Snap, the parent of Snapchat, is the hottest initial public offering of the year. The company’s shares were listed this week at $17 and recently traded at $27.
So investors are naturally asking me: How do I trade Snap SNAP? Will Snap become successful like Facebook FB? Will Snap’s stock shoot up like Twitter’s TWTR only to fizzle? Since Snap is marketing itself as a video-camera company, is a comparison to GoPro’s GPRO, IPO appropriate?
Let me first share with you how we are trading Snap for the short term at The Arora Report. Then I’ll compare Snap to those three companies, and give you my take on Snap as a long-term investment.
How to trade Snap
The annotated chart shows The Arora Report’s calls on Snap. (Please click here for the annotated chart.) The posture that The Arora Report has taken is to trade the stock but not invest in it at this time. We have “just in case” defensive stops in place and are taking profits on half of the position and continuing to hold the remainder for a little longer to see if momentum drives the stock higher.

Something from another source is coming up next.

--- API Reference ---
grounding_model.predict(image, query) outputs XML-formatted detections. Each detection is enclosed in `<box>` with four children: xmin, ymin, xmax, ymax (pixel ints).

Here is the post we made available to our subscribers more than one hour before Snap started trading Thursday: “Snap IPO priced at $17 per share. The preliminary opening indication is $22. Consider stops on one-third in the zone of $19.23 to $19.38, on another third $18.63 to $18.68, and on the remaining third $16.87 to $16.97. Consider scaling out one-half of the position in the following target zones: $23 to $24.73, $26 to $26.73, and $28 to $28.43.”